Study level
BAC +5
ECTS
3 credits
Component
Faculty of Science
Hourly volume
18h
Description
This course covers the essentials needed to understand the physics of stellar atmospheres and winds. The essential elements of radiation transfer theory are covered, both at ETL (local thermodynamic equilibrium) and outside ETL, as well as the description of the gas (equation of state) and its interaction with the radiation field (opacities).
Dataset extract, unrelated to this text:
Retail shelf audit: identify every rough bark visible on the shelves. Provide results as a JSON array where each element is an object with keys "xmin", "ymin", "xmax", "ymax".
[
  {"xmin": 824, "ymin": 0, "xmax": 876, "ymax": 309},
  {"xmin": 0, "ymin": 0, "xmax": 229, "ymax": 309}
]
Modern models and simulations are presented, along with their application to the determination of stellar parameters, in particular chemical composition, via spectroscopy. The different types of stellar wind (pressure, radiative, hybrid) are described by comparing theories with observations.
Objectives
Provide a fundamental grounding in radiative transfer to tackle most astrophysical problems
Acquire a basic understanding of the physics of stellar atmospheres, enabling you to tackle specialized publications in the field.
Understand the basic theories of stellar winds and their mechanisms
Apply this knowledge to perform calculations, estimate orders of magnitude, or test a theory.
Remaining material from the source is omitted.